Mr Walker and the company's former finance director, Wilfred Aquilina, were silent throughout a 20-minute hearing at Bow Street magistrates' court. Both were charged with false accounting to cover up the thefts and bailed until 2 April. Bail of pounds 500,000 was provided for Mr Walker by relatives. His wife Jean and brother, the former boxer Billy, were in court.

The hearing was the culmination of a 15- month investigation by the Serious Fraud Office (SFO) and the Metropolitan Police Fraud Squad, called in by Brent Walker's new management. Mr Walker's solicitor, Michael Coleman, said his client had cooperated completely with the SFO investigation. 'Mr Walker denies involvement with any dishonesty. He and his family are disappointed that the charges have been brought against him.'

Mr Walker was arrested just before 9am yesterday after he walked into Holborn police station by prior arrangement with the Metropolitan Police - a marked contrast to the detention of Robert Maxwell's son Kevin in a televised raid last year.

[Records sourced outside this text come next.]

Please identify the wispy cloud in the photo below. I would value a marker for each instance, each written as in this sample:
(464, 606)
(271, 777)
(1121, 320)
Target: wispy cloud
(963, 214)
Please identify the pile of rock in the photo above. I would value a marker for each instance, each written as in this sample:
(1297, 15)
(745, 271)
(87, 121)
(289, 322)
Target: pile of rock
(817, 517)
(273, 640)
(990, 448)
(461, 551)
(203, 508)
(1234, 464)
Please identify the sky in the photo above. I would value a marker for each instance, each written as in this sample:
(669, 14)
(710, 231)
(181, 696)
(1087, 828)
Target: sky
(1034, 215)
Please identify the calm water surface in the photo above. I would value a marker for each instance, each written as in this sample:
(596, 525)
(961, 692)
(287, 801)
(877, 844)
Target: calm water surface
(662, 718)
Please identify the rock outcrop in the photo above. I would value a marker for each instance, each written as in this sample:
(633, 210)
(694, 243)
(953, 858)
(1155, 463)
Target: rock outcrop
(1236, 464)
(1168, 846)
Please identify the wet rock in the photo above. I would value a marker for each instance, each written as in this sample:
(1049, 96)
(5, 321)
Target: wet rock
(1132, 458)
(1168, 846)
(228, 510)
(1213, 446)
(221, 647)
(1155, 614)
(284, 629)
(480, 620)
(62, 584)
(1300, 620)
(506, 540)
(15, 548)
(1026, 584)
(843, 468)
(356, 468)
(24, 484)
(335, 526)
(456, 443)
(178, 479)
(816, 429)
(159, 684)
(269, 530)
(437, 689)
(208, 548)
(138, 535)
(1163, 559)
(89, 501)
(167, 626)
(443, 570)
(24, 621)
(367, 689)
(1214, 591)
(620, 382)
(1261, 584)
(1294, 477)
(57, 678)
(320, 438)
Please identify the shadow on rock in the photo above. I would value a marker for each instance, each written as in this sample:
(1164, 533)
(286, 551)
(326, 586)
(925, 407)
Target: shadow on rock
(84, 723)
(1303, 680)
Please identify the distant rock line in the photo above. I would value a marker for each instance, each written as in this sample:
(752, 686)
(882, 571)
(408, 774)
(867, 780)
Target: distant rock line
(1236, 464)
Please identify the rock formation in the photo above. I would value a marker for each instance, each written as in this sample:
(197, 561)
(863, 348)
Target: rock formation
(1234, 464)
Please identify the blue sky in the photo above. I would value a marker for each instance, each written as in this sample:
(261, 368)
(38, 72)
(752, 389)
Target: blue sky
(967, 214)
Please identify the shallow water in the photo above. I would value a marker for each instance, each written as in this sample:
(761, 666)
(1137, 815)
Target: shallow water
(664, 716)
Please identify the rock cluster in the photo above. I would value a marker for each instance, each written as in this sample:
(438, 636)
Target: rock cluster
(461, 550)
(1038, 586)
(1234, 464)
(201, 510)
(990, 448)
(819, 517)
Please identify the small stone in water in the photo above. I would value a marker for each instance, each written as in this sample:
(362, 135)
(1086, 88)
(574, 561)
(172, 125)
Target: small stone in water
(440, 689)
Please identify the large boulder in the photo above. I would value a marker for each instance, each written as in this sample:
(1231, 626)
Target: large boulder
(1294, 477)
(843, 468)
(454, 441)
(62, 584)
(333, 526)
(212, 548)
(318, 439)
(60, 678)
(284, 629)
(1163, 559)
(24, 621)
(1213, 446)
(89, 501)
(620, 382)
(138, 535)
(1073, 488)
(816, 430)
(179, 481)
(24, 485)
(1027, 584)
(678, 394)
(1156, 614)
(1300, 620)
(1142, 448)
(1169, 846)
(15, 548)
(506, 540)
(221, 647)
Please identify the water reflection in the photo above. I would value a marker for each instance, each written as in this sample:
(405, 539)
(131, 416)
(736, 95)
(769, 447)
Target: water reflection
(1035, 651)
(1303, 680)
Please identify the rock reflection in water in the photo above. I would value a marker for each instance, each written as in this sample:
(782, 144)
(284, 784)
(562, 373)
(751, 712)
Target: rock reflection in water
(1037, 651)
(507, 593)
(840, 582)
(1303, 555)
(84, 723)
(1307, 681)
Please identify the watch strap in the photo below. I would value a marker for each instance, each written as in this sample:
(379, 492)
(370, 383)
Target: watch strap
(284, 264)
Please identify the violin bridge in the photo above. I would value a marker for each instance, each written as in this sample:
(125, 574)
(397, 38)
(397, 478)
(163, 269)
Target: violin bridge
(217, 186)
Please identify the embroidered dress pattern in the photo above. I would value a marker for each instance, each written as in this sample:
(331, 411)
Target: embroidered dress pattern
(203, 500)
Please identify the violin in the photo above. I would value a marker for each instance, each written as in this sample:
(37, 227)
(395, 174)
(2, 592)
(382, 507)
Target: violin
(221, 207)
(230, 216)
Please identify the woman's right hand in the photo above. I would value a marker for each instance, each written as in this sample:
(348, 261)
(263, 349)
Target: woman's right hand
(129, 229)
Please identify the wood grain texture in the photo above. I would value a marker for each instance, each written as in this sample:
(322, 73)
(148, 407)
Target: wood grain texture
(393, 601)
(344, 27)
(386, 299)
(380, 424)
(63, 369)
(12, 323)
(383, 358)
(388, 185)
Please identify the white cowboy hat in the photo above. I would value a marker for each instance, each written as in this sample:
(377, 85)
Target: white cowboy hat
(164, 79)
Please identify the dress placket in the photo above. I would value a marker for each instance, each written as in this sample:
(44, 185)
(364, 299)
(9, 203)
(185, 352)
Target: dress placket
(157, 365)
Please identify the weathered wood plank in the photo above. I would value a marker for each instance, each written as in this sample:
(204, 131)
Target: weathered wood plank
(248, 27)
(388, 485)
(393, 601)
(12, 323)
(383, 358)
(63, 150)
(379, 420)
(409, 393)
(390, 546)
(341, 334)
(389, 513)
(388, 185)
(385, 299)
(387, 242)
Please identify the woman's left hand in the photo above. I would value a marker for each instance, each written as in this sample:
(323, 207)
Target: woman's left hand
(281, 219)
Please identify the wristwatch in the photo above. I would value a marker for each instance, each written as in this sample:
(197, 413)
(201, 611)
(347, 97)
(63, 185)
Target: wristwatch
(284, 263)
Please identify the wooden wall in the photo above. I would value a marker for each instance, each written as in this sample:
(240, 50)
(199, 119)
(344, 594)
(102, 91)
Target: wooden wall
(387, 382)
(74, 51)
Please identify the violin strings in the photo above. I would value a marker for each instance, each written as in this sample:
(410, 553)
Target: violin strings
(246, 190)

George Walker's appearance in court is the latest milestone in a varied career that has included spells as a fish porter and light- heavyweight boxer. The son of a drayman, he was pulled into aristocratic circles when his daughter Sarah married the Marquess of Milford Haven in 1989. He still sees double from a blow struck during a British title fight in 1953 which led to his his retirement from the ring. He then managed Billy Walker's boxing career.

He took his business interests public in 1974 and developed the Brent Cross shopping centre in north London, first of a new generation of suburban malls. During the late 1980s he was the consummate deal- maker, embarking on ever more ambitious acquisitions, culminating in the William Hill chain of betting shops.

Mr Walker was charged on two counts under Section 1 of the Theft Act with stealing pounds 7.5m in May 1989 and a further pounds 5m in August 1989 from Brent Walker's bank account at Standard Chartered's City branch.

Mr Walker and Mr Aquilina were both charged with falsifying Brent Walker's December 1989 balance sheet and supplying auditors with misleading documents.

Mr Aquilina's bail was set at pounds 100,000 and his passport confiscated. But Mr Walker was allowed to keep his, to 'carry on making his living by travelling the world'. He recently signed a dollars 800m ( pounds 540m) contract for a Greek development project and set up a cigarette importing business in Russia.